Следы ночного буйства были разбросаны по всему помещению. Джон собрал стаканы в коробку, а оторванные головы креветок и раздавленные окурки выбросил в корзину для мусора. Ли Монтана взирала прямо на него. Страстные губы, готовые что-то прошептать, были приоткрыты, темные глаза пристально следили за каждым движением. Она смотрела со столов и прилавков, лик отражался в пирамидальных экспозициях на витринах, и изморось, точно слезы, текла по ее щекам.
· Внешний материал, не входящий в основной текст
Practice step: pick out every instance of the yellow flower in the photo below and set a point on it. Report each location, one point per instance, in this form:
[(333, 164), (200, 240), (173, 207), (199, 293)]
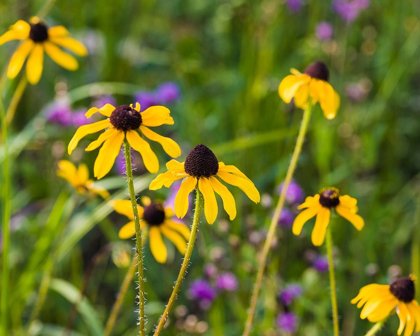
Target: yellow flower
[(123, 122), (157, 220), (79, 178), (380, 301), (36, 38), (202, 167), (312, 84), (320, 206)]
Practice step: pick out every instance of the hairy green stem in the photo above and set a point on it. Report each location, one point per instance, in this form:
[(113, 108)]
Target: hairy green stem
[(273, 225), (196, 222)]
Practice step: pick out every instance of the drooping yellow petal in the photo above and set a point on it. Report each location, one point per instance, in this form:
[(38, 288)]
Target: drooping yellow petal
[(156, 116), (85, 130), (60, 57), (18, 58), (210, 202), (244, 184), (150, 159), (35, 64), (157, 246), (107, 155), (182, 197), (169, 145), (70, 44), (228, 201)]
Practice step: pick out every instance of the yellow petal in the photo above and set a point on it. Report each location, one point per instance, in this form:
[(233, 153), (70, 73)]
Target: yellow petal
[(157, 246), (150, 159), (228, 201), (18, 58), (244, 184), (107, 155), (70, 44), (85, 130), (182, 197), (210, 202), (156, 116), (35, 64), (169, 145)]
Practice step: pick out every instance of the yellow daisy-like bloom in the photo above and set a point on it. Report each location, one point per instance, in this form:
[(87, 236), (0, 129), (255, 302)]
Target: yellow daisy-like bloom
[(79, 178), (380, 301), (157, 219), (202, 168), (320, 206), (312, 84), (123, 122), (36, 38)]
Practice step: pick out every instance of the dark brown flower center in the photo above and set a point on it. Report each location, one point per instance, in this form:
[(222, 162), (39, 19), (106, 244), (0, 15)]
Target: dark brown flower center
[(329, 197), (201, 162), (38, 32), (403, 289), (125, 118), (318, 70), (154, 214)]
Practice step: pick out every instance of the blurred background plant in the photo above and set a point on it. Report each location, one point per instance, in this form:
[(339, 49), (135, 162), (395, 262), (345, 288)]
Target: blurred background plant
[(217, 66)]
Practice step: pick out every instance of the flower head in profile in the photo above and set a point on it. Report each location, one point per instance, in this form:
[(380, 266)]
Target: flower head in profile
[(311, 87), (79, 178), (320, 206), (380, 301), (37, 38), (157, 220), (201, 168), (124, 123)]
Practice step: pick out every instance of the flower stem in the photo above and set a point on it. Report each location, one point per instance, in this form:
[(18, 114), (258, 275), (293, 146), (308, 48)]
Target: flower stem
[(332, 281), (276, 216), (196, 221), (120, 298), (139, 240)]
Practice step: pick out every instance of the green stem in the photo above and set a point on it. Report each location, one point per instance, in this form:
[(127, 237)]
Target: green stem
[(275, 219), (196, 221), (139, 240), (332, 282)]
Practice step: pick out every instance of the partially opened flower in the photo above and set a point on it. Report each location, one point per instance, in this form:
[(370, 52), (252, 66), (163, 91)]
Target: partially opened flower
[(202, 169), (311, 87), (79, 178), (320, 206), (37, 38), (157, 220), (123, 123), (380, 301)]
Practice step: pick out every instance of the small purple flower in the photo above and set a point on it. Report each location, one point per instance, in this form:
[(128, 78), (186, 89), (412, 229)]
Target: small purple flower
[(324, 31), (287, 322), (168, 93), (294, 194), (290, 293), (227, 282)]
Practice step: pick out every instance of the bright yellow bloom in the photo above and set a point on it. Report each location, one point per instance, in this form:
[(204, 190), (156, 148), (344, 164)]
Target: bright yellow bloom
[(157, 219), (123, 122), (36, 38), (202, 168), (312, 84), (320, 206), (380, 301), (79, 178)]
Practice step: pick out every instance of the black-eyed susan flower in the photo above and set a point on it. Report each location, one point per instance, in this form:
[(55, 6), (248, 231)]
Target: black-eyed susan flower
[(79, 178), (201, 168), (380, 301), (320, 206), (157, 220), (311, 85), (124, 122), (37, 38)]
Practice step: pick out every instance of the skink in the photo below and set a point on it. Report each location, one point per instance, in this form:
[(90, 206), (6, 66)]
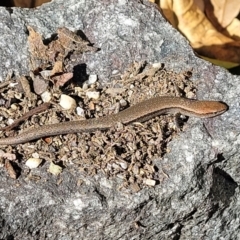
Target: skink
[(140, 112)]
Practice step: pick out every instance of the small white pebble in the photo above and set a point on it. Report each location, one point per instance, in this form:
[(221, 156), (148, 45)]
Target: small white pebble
[(123, 165), (14, 106), (92, 79), (33, 162), (67, 102), (46, 74), (80, 112), (123, 102), (46, 96), (10, 121), (54, 169), (93, 95), (114, 72), (150, 182), (157, 65), (35, 155)]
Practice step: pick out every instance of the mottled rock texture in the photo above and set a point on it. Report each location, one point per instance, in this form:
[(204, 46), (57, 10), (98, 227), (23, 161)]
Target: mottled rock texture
[(199, 198)]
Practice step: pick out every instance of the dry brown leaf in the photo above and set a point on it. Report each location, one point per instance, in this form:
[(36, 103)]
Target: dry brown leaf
[(233, 29), (222, 12), (36, 46), (204, 38)]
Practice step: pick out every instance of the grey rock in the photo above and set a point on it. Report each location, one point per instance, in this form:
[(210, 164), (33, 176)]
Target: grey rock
[(200, 197)]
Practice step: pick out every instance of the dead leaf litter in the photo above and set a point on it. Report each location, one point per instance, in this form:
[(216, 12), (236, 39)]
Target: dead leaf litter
[(127, 152)]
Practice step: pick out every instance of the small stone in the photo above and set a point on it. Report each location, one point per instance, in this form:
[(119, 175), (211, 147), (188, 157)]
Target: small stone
[(150, 182), (46, 96), (33, 162), (157, 65), (54, 169), (92, 79), (80, 112), (93, 95), (67, 102)]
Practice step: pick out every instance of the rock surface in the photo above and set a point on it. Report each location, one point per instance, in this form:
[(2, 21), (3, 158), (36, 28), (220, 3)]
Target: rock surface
[(199, 196)]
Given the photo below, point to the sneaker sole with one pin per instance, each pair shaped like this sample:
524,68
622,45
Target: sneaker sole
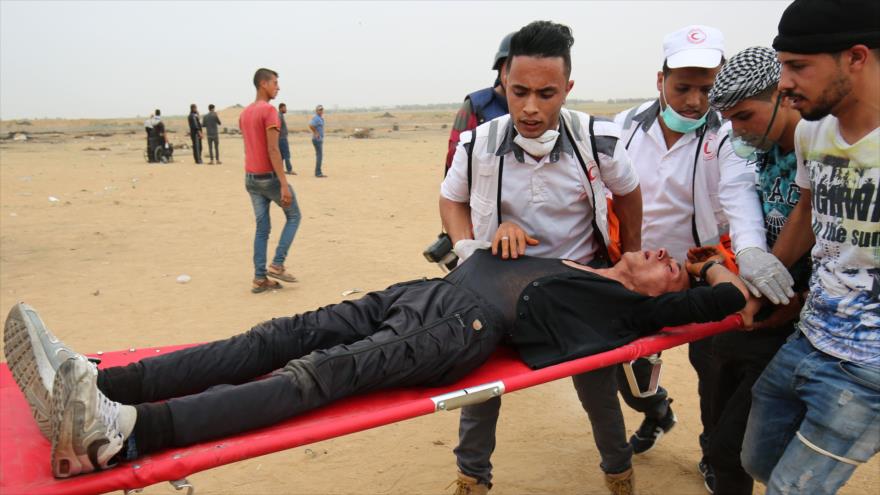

Джон взял книгу и устроился за кассой. Ли Монтана. «Слава». Черное и белое поперек страницы. На обороте — ее лицо, большое и торжественное, абсолютно симметричное, с идеальными чертами, словно ограненное ювелиром или начертанное на пергаменте. Не из тех лиц, которые могут коситься поверх подноса или цепляться за поводья проезжающей мимо кавалькады; лицо для воспевания, для запечатления на фотопленке, для приветствия аплодисментами, лицо, место которому в середине кадра. Фокус всех зримых линий, исчезающая точка. Математически точное, совершенное. Только так и не меньше.
Ли Монтана. Две колонки знаменитейшего и серьезнейшего американского романиста, который специально объявился из своего двадцатилетнего широко обсуждавшегося и всячески обсосанного небытия, чтобы воспеть это лицо.